2 thoughts on “What Do You Do With a Drunken Sailor?”

  1. Dear Mr. Clayton Moore,
    Keel-hauling was most frequently a death sentence since there are sharp barnacles aplenty on the hull of the boat. A most unpleasant experience and certainly the rest of the crew would think seriously about their own behavior. I also would wonder where the drunken sailor was getting his extra grog enabling him to get drunk. To me it shows some ingenuity, though leading to an undesirable end.
    I don’t like to judge too harshly, either, someone who is rocking the boat. To look at it in the most generous light it is that they may be thinking ‘outside the box’. Or out of a bottle as the case may be. One of my favorite economists, John Kenneth Galbraith, had a few of quotes that are somewhat germane. “In any great organization it is far, far safer to be wrong with the majority than to be right alone”. And “In the United States. though power corrupts, the expectation of power paralyzes “. He also said “Few people at the beginning of the nineteenth century needed an adman to tell them what they wanted’.
    I am in no way a fan of the present ‘Commander In Chief’. I have been been presumed to be because, while getting my degree in economics, I found my favorite economist to be Milton Friedman and lean toward fiscal conservatism. I’m a social liberal so I prefer to be called an independent.
    I am not giving the ‘Donald’ credit for thinking outside the box either and standing alone against the onslaught of the slings and arrows of outrageous fortune. Rather, like Macbeth, just that he is on the crazy side. Doesn’t he ever shut up? Perhaps he is following another of Galbraith’s quotes, “If all else fails, immortality can always be assured by spectacular failure”.
    I guess what I’m saying is that we are getting the government we payed for, though more and more it is the vested interests, not us, putting up the dough. We are sold a bill of goods that is rarely what we wanted, no one in the government ever goes against the tide, never admit to being wrong and they do think very highly of themselves because they feel they have ‘the power’. Thus paralysis and aspersions all around. How can anybody in Washington throw the first stone? I have contempt for all of them. And it doesn’t start there. Tip O’Neil said ‘all politics is local’ and he nailed it. Just open your front door.

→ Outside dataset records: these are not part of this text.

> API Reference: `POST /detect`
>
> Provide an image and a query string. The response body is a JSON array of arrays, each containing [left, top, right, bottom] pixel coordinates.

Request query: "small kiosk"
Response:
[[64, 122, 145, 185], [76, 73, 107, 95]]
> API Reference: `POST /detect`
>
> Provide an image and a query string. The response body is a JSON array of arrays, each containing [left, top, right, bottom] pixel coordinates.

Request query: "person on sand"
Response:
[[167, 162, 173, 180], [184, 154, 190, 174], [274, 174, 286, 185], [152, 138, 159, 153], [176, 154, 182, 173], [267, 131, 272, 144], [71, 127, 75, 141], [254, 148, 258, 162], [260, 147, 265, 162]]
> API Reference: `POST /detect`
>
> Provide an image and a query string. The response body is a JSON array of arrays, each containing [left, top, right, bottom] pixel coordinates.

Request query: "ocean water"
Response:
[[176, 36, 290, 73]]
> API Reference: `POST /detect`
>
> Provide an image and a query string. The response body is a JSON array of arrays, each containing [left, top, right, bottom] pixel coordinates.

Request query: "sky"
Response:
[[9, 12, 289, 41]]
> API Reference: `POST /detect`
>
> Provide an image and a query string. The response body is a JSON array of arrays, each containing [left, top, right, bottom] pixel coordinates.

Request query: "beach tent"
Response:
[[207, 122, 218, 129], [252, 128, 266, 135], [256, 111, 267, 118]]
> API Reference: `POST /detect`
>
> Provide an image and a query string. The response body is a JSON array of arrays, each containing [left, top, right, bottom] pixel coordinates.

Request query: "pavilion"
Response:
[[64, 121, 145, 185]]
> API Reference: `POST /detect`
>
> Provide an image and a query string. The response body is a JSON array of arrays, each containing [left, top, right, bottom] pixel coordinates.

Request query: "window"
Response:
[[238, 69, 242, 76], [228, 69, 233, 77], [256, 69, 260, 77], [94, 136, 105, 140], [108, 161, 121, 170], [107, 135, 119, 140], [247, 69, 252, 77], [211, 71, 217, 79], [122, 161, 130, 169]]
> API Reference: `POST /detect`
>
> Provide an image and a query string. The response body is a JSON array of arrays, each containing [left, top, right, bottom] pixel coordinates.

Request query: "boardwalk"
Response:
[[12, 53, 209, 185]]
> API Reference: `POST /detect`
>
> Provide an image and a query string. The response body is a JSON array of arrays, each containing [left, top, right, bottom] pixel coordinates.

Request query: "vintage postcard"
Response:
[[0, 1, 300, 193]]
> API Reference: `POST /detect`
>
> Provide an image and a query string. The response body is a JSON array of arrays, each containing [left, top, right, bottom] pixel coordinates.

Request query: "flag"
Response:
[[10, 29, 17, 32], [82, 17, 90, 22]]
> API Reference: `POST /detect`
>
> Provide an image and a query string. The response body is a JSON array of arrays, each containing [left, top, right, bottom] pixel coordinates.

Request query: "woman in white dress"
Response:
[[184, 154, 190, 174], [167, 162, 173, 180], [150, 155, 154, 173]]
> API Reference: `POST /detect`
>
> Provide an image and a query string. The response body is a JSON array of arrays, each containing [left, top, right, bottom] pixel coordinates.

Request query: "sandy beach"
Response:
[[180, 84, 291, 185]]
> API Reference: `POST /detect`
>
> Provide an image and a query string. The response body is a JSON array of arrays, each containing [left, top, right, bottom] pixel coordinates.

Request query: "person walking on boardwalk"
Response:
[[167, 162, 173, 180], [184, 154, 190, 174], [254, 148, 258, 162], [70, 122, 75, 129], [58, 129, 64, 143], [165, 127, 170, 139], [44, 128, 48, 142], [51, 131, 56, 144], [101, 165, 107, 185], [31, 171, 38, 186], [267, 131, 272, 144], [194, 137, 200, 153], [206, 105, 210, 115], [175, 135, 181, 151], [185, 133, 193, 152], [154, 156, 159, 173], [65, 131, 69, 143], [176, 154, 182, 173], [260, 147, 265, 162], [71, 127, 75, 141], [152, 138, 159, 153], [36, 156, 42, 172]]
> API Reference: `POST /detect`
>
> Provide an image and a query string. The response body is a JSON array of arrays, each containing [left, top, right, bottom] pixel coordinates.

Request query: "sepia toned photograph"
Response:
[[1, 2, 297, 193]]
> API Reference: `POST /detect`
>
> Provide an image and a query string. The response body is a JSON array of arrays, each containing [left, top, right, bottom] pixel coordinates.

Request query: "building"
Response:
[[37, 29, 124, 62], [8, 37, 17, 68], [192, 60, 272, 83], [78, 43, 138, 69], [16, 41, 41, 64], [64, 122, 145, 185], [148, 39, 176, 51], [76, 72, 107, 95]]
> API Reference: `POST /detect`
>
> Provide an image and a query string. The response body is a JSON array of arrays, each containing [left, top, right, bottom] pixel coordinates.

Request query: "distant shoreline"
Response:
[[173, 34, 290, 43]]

    A Chinese proverb says that ‘the tallest tree in the forest catches the most wind’. Ed Koch would use that one when he was criticized and also was an anomaly in that he WOULD admit when was wrong. I liked him. But the tallest tree now isn’t only taking the most wind but creating blow-back by being such a non-thinking blow hard !!
    At this point I see very little light at the end of the tunnel. The presumption that a second term is inevitable saddens me greatly. The show that is going on in DC reminds me of Colonel Kurtz’s analyses of the Vietnam War when he equates it to a circus being run by clowns who can’t give it away fast enough.
    I may have meandered a bit and certainly used enough quotes however , for whatever reason, I am not quite to the point of seeing our ship of state sinking. We do need to start bailing and getting rid of the flotsam and jetsam.